Follow-up question to this one.
A complex lattice consists of a pair of $\mathbb{R}$-linearly independent vectors of the real-vector space $\mathbb{C}$. We call two lattices $(\lambda_1,\lambda_2)$ and $(\mu_1,\mu_2)$ equivalent if $\mathbb{Z}\lambda_1+\mathbb{Z}\lambda_2= \mathbb{Z}\mu_1+\mathbb{Z}\mu_2$. Is any complex lattice equivalent to a lattice of the form $(\lambda_1,\lambda_2)$ with ${\rm Im}(\lambda_1)\geq 0$ and ${\rm Re}(\lambda_1)\geq 0$? If so, can you additionally require that also ${\rm Im}(\lambda_2)\geq 0$ and ${\rm Re}(\lambda_2)\geq 0$?

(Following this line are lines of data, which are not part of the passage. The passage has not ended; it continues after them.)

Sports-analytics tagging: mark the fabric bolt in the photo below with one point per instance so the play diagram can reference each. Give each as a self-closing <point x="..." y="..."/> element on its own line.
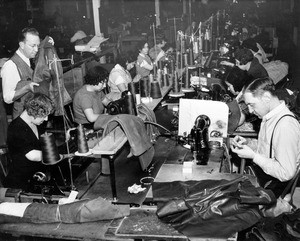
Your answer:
<point x="49" y="74"/>
<point x="85" y="99"/>
<point x="135" y="131"/>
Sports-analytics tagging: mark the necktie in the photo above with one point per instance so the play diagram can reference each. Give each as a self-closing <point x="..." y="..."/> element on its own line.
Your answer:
<point x="32" y="64"/>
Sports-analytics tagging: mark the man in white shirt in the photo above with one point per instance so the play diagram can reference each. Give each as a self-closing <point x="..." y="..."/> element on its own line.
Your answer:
<point x="18" y="69"/>
<point x="276" y="155"/>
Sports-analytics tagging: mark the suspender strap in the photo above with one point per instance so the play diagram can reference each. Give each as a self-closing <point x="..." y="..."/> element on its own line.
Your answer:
<point x="270" y="155"/>
<point x="292" y="183"/>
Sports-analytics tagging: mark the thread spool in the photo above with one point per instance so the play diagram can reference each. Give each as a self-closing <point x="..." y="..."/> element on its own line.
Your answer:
<point x="49" y="149"/>
<point x="206" y="46"/>
<point x="191" y="56"/>
<point x="158" y="77"/>
<point x="185" y="58"/>
<point x="81" y="140"/>
<point x="131" y="110"/>
<point x="133" y="87"/>
<point x="165" y="77"/>
<point x="160" y="65"/>
<point x="144" y="87"/>
<point x="155" y="90"/>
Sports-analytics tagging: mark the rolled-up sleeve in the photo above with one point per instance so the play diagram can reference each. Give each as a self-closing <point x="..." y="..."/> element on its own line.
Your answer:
<point x="10" y="77"/>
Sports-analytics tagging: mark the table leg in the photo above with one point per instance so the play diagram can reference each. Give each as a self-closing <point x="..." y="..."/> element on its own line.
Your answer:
<point x="113" y="178"/>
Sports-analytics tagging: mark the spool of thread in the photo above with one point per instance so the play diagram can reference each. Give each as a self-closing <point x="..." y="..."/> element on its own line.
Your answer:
<point x="186" y="80"/>
<point x="138" y="99"/>
<point x="49" y="149"/>
<point x="217" y="43"/>
<point x="165" y="77"/>
<point x="160" y="65"/>
<point x="191" y="57"/>
<point x="176" y="87"/>
<point x="158" y="77"/>
<point x="185" y="58"/>
<point x="133" y="88"/>
<point x="144" y="87"/>
<point x="131" y="109"/>
<point x="81" y="140"/>
<point x="155" y="90"/>
<point x="206" y="46"/>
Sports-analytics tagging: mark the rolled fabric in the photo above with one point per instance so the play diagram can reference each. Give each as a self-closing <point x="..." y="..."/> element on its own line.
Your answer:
<point x="76" y="212"/>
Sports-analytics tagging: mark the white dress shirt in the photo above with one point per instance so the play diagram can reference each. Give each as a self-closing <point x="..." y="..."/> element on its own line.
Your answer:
<point x="10" y="78"/>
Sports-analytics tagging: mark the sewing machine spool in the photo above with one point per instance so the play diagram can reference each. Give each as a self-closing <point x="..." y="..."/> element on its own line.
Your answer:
<point x="144" y="87"/>
<point x="81" y="140"/>
<point x="49" y="149"/>
<point x="155" y="91"/>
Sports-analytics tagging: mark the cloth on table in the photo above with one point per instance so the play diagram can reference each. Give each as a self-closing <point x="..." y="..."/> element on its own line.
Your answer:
<point x="75" y="212"/>
<point x="135" y="131"/>
<point x="199" y="208"/>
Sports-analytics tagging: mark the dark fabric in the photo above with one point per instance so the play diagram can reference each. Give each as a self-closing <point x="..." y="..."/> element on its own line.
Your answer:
<point x="273" y="183"/>
<point x="25" y="73"/>
<point x="75" y="212"/>
<point x="211" y="208"/>
<point x="49" y="74"/>
<point x="135" y="131"/>
<point x="21" y="140"/>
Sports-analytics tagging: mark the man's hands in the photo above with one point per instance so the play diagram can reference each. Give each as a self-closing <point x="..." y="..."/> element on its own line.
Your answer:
<point x="31" y="85"/>
<point x="239" y="146"/>
<point x="227" y="63"/>
<point x="144" y="63"/>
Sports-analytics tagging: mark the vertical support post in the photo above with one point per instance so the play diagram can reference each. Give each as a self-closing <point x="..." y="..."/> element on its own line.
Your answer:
<point x="113" y="178"/>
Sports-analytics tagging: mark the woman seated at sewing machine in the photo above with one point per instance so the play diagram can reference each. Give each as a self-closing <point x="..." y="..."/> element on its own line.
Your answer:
<point x="23" y="141"/>
<point x="144" y="64"/>
<point x="119" y="78"/>
<point x="87" y="102"/>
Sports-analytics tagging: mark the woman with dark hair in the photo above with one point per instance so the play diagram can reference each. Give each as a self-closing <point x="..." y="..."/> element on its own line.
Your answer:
<point x="245" y="60"/>
<point x="143" y="64"/>
<point x="87" y="102"/>
<point x="23" y="141"/>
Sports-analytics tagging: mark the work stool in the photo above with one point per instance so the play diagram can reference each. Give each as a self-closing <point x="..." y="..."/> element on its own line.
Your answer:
<point x="109" y="146"/>
<point x="4" y="162"/>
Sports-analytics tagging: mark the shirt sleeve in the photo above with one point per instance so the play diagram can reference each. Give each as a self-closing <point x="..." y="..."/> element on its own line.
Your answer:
<point x="10" y="78"/>
<point x="86" y="103"/>
<point x="285" y="148"/>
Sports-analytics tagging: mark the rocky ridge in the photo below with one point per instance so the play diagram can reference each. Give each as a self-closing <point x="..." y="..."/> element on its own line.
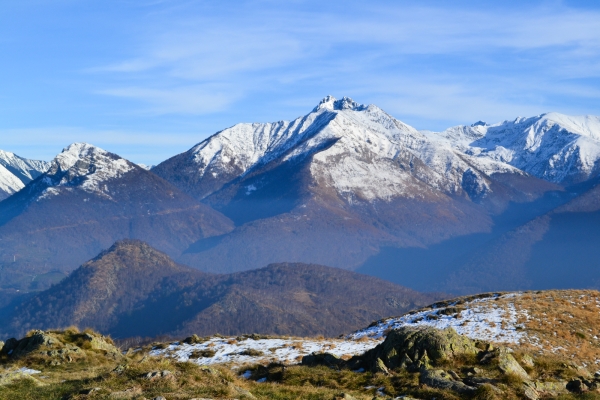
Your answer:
<point x="16" y="172"/>
<point x="132" y="289"/>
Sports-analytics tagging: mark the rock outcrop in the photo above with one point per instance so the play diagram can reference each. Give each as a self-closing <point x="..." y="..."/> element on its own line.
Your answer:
<point x="418" y="347"/>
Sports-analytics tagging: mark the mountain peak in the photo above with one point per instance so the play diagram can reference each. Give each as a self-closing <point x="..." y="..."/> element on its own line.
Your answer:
<point x="346" y="103"/>
<point x="75" y="152"/>
<point x="86" y="166"/>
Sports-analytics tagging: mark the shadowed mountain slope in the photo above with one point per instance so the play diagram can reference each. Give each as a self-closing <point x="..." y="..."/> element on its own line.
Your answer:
<point x="134" y="290"/>
<point x="88" y="199"/>
<point x="336" y="185"/>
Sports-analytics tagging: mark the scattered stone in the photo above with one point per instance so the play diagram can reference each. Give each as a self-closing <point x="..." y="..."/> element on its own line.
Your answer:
<point x="576" y="386"/>
<point x="527" y="361"/>
<point x="59" y="346"/>
<point x="380" y="367"/>
<point x="476" y="381"/>
<point x="23" y="373"/>
<point x="439" y="379"/>
<point x="530" y="393"/>
<point x="418" y="347"/>
<point x="474" y="371"/>
<point x="126" y="394"/>
<point x="326" y="359"/>
<point x="194" y="339"/>
<point x="241" y="391"/>
<point x="119" y="369"/>
<point x="551" y="388"/>
<point x="155" y="375"/>
<point x="90" y="390"/>
<point x="454" y="375"/>
<point x="508" y="365"/>
<point x="344" y="396"/>
<point x="204" y="353"/>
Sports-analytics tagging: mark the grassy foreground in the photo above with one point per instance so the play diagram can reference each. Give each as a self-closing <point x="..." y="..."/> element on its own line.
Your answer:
<point x="85" y="365"/>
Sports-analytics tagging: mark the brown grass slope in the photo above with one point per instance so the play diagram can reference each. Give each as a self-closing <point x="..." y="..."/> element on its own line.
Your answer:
<point x="60" y="232"/>
<point x="135" y="290"/>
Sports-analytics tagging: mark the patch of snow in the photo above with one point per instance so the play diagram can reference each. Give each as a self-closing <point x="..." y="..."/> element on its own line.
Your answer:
<point x="16" y="172"/>
<point x="85" y="166"/>
<point x="28" y="371"/>
<point x="286" y="351"/>
<point x="481" y="319"/>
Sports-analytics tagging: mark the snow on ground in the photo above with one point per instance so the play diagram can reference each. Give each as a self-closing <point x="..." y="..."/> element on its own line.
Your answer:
<point x="286" y="351"/>
<point x="481" y="319"/>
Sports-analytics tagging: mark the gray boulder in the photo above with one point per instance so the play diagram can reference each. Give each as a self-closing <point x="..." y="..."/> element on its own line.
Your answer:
<point x="440" y="379"/>
<point x="418" y="347"/>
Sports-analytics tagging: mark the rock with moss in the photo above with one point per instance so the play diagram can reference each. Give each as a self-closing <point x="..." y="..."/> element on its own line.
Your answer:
<point x="509" y="365"/>
<point x="10" y="377"/>
<point x="418" y="347"/>
<point x="440" y="379"/>
<point x="326" y="359"/>
<point x="60" y="346"/>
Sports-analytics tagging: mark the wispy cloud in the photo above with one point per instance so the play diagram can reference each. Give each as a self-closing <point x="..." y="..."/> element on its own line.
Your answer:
<point x="294" y="45"/>
<point x="183" y="69"/>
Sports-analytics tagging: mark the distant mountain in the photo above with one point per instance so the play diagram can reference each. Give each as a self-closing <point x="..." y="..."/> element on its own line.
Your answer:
<point x="557" y="250"/>
<point x="555" y="147"/>
<point x="132" y="289"/>
<point x="335" y="186"/>
<point x="88" y="199"/>
<point x="16" y="172"/>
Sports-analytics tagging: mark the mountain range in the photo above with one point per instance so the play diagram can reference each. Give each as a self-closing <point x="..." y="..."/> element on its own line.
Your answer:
<point x="16" y="172"/>
<point x="132" y="289"/>
<point x="470" y="208"/>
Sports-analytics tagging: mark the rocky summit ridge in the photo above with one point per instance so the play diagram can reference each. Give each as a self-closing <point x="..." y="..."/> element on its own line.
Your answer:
<point x="416" y="359"/>
<point x="16" y="172"/>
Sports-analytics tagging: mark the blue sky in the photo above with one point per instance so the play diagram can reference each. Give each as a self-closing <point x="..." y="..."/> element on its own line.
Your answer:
<point x="148" y="79"/>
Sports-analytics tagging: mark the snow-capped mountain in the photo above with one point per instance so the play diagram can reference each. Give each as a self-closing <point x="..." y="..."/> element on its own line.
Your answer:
<point x="332" y="186"/>
<point x="16" y="172"/>
<point x="356" y="149"/>
<point x="88" y="199"/>
<point x="554" y="147"/>
<point x="85" y="166"/>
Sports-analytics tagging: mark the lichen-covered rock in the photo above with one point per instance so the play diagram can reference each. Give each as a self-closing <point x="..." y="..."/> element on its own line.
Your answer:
<point x="9" y="377"/>
<point x="344" y="396"/>
<point x="156" y="375"/>
<point x="527" y="361"/>
<point x="380" y="367"/>
<point x="440" y="379"/>
<point x="508" y="365"/>
<point x="550" y="388"/>
<point x="36" y="340"/>
<point x="241" y="391"/>
<point x="60" y="346"/>
<point x="326" y="359"/>
<point x="576" y="386"/>
<point x="419" y="347"/>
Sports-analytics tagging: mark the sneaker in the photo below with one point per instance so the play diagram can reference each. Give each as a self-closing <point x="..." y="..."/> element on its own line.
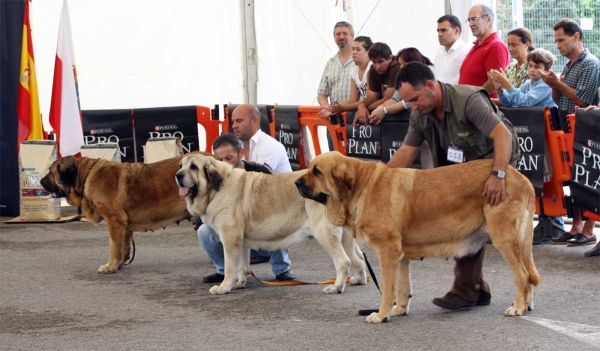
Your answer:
<point x="562" y="240"/>
<point x="595" y="251"/>
<point x="213" y="278"/>
<point x="579" y="240"/>
<point x="258" y="259"/>
<point x="289" y="275"/>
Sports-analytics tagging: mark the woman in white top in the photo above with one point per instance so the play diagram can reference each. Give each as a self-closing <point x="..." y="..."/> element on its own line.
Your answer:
<point x="358" y="90"/>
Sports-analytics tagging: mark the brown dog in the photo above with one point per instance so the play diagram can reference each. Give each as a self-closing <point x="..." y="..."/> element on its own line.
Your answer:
<point x="408" y="214"/>
<point x="127" y="196"/>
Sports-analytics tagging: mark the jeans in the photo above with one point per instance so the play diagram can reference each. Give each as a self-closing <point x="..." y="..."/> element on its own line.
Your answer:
<point x="280" y="260"/>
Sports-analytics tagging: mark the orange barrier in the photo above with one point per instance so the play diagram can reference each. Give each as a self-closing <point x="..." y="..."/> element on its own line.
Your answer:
<point x="209" y="119"/>
<point x="307" y="117"/>
<point x="560" y="146"/>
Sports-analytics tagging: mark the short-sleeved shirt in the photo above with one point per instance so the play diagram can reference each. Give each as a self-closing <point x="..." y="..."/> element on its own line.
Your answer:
<point x="491" y="54"/>
<point x="265" y="149"/>
<point x="335" y="81"/>
<point x="517" y="76"/>
<point x="379" y="83"/>
<point x="447" y="63"/>
<point x="479" y="112"/>
<point x="584" y="76"/>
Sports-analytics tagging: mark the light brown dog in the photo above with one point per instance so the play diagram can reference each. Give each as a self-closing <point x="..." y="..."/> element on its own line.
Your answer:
<point x="408" y="214"/>
<point x="127" y="196"/>
<point x="261" y="211"/>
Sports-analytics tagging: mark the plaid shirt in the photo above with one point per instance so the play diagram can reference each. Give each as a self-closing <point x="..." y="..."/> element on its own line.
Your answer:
<point x="336" y="79"/>
<point x="584" y="76"/>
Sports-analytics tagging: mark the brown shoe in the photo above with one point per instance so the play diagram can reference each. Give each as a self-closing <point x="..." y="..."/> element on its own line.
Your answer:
<point x="562" y="240"/>
<point x="579" y="240"/>
<point x="595" y="251"/>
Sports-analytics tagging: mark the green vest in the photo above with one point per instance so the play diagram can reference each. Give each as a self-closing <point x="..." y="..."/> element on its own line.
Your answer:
<point x="462" y="134"/>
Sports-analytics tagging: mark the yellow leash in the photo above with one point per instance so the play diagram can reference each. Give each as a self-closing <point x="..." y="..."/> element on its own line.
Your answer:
<point x="297" y="282"/>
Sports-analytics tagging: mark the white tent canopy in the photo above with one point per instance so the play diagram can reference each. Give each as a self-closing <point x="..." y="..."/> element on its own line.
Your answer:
<point x="188" y="52"/>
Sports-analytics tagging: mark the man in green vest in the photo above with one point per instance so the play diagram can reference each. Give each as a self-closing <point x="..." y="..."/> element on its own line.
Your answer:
<point x="460" y="123"/>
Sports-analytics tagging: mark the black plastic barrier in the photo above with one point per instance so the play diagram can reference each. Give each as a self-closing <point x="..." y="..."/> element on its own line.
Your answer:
<point x="287" y="132"/>
<point x="585" y="174"/>
<point x="110" y="126"/>
<point x="529" y="123"/>
<point x="163" y="122"/>
<point x="364" y="142"/>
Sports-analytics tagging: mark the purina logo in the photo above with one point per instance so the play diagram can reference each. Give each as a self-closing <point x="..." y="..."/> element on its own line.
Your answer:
<point x="594" y="144"/>
<point x="521" y="129"/>
<point x="101" y="131"/>
<point x="167" y="127"/>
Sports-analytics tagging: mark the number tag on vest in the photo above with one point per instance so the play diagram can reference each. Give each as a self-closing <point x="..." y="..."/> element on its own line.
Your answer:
<point x="455" y="155"/>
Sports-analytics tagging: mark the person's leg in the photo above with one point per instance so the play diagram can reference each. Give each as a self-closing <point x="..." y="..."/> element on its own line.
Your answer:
<point x="212" y="245"/>
<point x="280" y="260"/>
<point x="469" y="288"/>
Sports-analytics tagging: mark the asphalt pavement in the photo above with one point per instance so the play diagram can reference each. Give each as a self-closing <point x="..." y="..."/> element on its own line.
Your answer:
<point x="51" y="298"/>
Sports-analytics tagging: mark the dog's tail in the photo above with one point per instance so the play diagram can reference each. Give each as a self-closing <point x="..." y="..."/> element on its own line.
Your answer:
<point x="527" y="242"/>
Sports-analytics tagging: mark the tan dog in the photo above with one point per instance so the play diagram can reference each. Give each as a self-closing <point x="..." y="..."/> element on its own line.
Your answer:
<point x="407" y="214"/>
<point x="127" y="196"/>
<point x="261" y="211"/>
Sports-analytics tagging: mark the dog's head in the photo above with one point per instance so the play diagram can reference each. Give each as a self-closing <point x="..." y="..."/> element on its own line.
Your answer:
<point x="62" y="179"/>
<point x="198" y="175"/>
<point x="330" y="180"/>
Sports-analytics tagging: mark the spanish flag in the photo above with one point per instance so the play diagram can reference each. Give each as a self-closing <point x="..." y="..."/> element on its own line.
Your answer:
<point x="28" y="101"/>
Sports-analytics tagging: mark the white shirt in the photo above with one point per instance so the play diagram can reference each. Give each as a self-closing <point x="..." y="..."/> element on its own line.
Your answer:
<point x="361" y="83"/>
<point x="266" y="149"/>
<point x="447" y="63"/>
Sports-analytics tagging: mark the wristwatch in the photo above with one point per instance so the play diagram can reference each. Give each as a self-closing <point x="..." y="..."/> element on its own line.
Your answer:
<point x="499" y="174"/>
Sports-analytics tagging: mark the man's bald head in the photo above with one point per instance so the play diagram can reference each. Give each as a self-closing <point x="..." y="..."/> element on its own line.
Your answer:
<point x="246" y="121"/>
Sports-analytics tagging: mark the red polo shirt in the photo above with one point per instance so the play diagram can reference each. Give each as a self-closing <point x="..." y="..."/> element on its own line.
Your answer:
<point x="491" y="54"/>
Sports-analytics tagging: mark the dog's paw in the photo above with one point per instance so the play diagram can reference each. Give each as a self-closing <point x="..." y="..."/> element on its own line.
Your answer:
<point x="333" y="289"/>
<point x="399" y="310"/>
<point x="217" y="290"/>
<point x="375" y="317"/>
<point x="106" y="269"/>
<point x="357" y="281"/>
<point x="514" y="311"/>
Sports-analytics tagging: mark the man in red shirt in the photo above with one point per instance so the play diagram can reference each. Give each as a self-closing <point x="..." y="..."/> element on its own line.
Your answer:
<point x="488" y="51"/>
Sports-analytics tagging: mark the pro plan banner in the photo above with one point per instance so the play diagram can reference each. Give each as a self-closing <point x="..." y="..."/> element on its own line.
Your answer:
<point x="394" y="128"/>
<point x="585" y="175"/>
<point x="530" y="125"/>
<point x="161" y="122"/>
<point x="287" y="132"/>
<point x="110" y="126"/>
<point x="364" y="142"/>
<point x="265" y="117"/>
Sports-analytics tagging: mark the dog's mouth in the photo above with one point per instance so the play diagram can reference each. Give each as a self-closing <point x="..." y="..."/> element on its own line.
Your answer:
<point x="188" y="191"/>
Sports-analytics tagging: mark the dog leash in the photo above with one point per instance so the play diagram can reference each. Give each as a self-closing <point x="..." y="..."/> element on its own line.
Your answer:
<point x="296" y="282"/>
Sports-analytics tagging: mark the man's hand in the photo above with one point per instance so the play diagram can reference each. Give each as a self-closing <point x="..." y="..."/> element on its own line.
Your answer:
<point x="550" y="78"/>
<point x="325" y="113"/>
<point x="336" y="108"/>
<point x="494" y="191"/>
<point x="377" y="115"/>
<point x="360" y="118"/>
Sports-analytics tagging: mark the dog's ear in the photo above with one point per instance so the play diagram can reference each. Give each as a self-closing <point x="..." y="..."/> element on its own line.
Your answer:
<point x="67" y="171"/>
<point x="213" y="176"/>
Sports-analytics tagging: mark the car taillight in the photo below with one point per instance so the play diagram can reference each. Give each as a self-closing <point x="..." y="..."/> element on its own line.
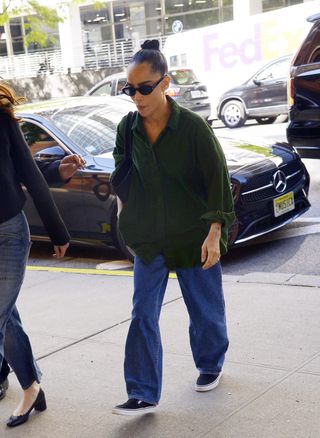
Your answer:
<point x="290" y="91"/>
<point x="172" y="91"/>
<point x="235" y="189"/>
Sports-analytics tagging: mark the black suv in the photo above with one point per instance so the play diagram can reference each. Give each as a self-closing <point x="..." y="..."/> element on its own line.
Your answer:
<point x="303" y="130"/>
<point x="262" y="97"/>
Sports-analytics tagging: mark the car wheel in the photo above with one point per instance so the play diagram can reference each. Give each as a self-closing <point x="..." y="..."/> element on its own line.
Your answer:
<point x="118" y="240"/>
<point x="265" y="120"/>
<point x="233" y="114"/>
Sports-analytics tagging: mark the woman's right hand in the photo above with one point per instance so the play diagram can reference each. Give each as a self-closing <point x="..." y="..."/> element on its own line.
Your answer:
<point x="60" y="250"/>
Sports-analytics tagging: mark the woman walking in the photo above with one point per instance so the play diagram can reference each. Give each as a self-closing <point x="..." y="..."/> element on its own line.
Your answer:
<point x="18" y="167"/>
<point x="177" y="217"/>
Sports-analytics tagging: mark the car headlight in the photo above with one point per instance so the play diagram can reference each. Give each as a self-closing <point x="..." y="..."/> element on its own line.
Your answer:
<point x="235" y="190"/>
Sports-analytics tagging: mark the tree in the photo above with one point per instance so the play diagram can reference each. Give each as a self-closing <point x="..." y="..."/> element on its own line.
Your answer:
<point x="37" y="18"/>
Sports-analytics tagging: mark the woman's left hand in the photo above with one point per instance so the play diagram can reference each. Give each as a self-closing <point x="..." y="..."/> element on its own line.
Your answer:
<point x="69" y="165"/>
<point x="210" y="250"/>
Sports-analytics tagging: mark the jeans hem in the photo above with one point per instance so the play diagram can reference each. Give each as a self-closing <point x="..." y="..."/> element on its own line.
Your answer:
<point x="209" y="371"/>
<point x="139" y="397"/>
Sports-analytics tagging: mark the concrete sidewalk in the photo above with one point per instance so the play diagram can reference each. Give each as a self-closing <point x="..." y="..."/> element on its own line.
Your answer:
<point x="78" y="324"/>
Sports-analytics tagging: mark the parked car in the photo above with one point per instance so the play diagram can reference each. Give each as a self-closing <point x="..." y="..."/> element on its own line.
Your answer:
<point x="303" y="130"/>
<point x="184" y="88"/>
<point x="263" y="97"/>
<point x="270" y="183"/>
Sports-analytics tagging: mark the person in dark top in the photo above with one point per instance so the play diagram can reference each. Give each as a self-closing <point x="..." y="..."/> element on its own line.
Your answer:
<point x="17" y="167"/>
<point x="177" y="217"/>
<point x="56" y="172"/>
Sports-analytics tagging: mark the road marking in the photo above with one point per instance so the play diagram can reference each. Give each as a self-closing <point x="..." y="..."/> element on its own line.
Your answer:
<point x="307" y="219"/>
<point x="289" y="233"/>
<point x="118" y="273"/>
<point x="115" y="265"/>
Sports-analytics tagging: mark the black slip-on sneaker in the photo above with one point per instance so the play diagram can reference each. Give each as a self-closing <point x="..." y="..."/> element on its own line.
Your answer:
<point x="206" y="382"/>
<point x="134" y="407"/>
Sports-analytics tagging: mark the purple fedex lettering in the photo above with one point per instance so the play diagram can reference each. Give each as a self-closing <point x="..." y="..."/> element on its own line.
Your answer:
<point x="208" y="50"/>
<point x="250" y="49"/>
<point x="230" y="53"/>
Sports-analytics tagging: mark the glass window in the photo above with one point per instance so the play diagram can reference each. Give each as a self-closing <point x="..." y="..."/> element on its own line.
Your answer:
<point x="275" y="71"/>
<point x="194" y="20"/>
<point x="91" y="129"/>
<point x="36" y="137"/>
<point x="315" y="56"/>
<point x="183" y="77"/>
<point x="104" y="90"/>
<point x="269" y="5"/>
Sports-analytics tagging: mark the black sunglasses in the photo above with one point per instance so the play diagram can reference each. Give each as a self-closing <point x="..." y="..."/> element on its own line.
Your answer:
<point x="144" y="89"/>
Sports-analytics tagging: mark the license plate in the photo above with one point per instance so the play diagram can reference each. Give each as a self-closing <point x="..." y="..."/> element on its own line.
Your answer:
<point x="196" y="94"/>
<point x="283" y="204"/>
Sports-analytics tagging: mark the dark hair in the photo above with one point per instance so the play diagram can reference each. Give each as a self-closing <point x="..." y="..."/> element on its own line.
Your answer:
<point x="8" y="99"/>
<point x="150" y="53"/>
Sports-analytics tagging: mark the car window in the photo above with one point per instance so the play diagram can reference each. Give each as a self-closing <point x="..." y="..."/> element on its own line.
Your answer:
<point x="183" y="77"/>
<point x="37" y="138"/>
<point x="315" y="56"/>
<point x="104" y="90"/>
<point x="120" y="85"/>
<point x="275" y="71"/>
<point x="92" y="129"/>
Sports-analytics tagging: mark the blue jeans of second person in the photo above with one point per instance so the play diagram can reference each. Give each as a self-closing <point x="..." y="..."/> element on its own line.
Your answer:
<point x="14" y="343"/>
<point x="203" y="296"/>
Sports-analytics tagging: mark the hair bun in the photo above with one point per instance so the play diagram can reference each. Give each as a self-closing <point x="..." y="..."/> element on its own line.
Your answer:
<point x="151" y="45"/>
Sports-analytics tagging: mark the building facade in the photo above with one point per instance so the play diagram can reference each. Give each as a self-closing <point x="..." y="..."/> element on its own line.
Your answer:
<point x="91" y="37"/>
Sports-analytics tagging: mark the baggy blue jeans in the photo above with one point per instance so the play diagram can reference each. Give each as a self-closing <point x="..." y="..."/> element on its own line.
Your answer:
<point x="203" y="296"/>
<point x="14" y="343"/>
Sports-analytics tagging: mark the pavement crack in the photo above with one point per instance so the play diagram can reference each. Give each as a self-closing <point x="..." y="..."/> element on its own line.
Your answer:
<point x="98" y="332"/>
<point x="261" y="394"/>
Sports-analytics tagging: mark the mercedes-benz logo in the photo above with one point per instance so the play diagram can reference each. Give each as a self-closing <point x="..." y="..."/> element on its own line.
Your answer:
<point x="279" y="181"/>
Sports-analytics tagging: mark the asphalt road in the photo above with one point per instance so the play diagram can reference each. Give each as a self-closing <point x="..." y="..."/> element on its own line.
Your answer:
<point x="293" y="249"/>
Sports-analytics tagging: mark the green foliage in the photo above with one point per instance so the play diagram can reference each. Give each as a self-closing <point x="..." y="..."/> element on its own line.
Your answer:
<point x="36" y="17"/>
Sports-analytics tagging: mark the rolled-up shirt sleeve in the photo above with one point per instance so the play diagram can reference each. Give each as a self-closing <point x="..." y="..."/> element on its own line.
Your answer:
<point x="216" y="181"/>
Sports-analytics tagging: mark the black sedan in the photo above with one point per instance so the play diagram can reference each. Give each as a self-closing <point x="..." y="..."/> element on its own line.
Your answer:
<point x="270" y="183"/>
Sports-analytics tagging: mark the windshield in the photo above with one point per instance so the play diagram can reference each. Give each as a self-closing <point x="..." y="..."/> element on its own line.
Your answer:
<point x="92" y="129"/>
<point x="183" y="77"/>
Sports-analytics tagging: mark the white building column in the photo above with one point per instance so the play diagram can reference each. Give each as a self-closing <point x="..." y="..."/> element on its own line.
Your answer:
<point x="245" y="8"/>
<point x="70" y="34"/>
<point x="7" y="33"/>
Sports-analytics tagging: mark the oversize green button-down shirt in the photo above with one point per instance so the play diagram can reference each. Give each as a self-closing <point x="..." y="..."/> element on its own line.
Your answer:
<point x="180" y="185"/>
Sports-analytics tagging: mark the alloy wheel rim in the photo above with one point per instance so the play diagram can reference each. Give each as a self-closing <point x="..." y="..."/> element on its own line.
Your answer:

Let us define $\lambda = \lambda_1+i\lambda_2$ and $\mu = \mu_1+i\mu_2$. Two lattices $(\lambda_1, \lambda_2)$ and $(\mu_1, \mu_2)$ are equivalent if and only if there exists an integer coefficients homography $\phi: z \mapsto {az+b \over cz+d}$, $a,b,c,d \in {\bf Z}$ such that $\phi(\lambda) = \mu$.
Lattices up to equivalence form the modular surface, which is the quotient of the Poincare half-plane by the modular group. Since this action has a fundamental domain included in the quarter plane, the answer to your question is positive.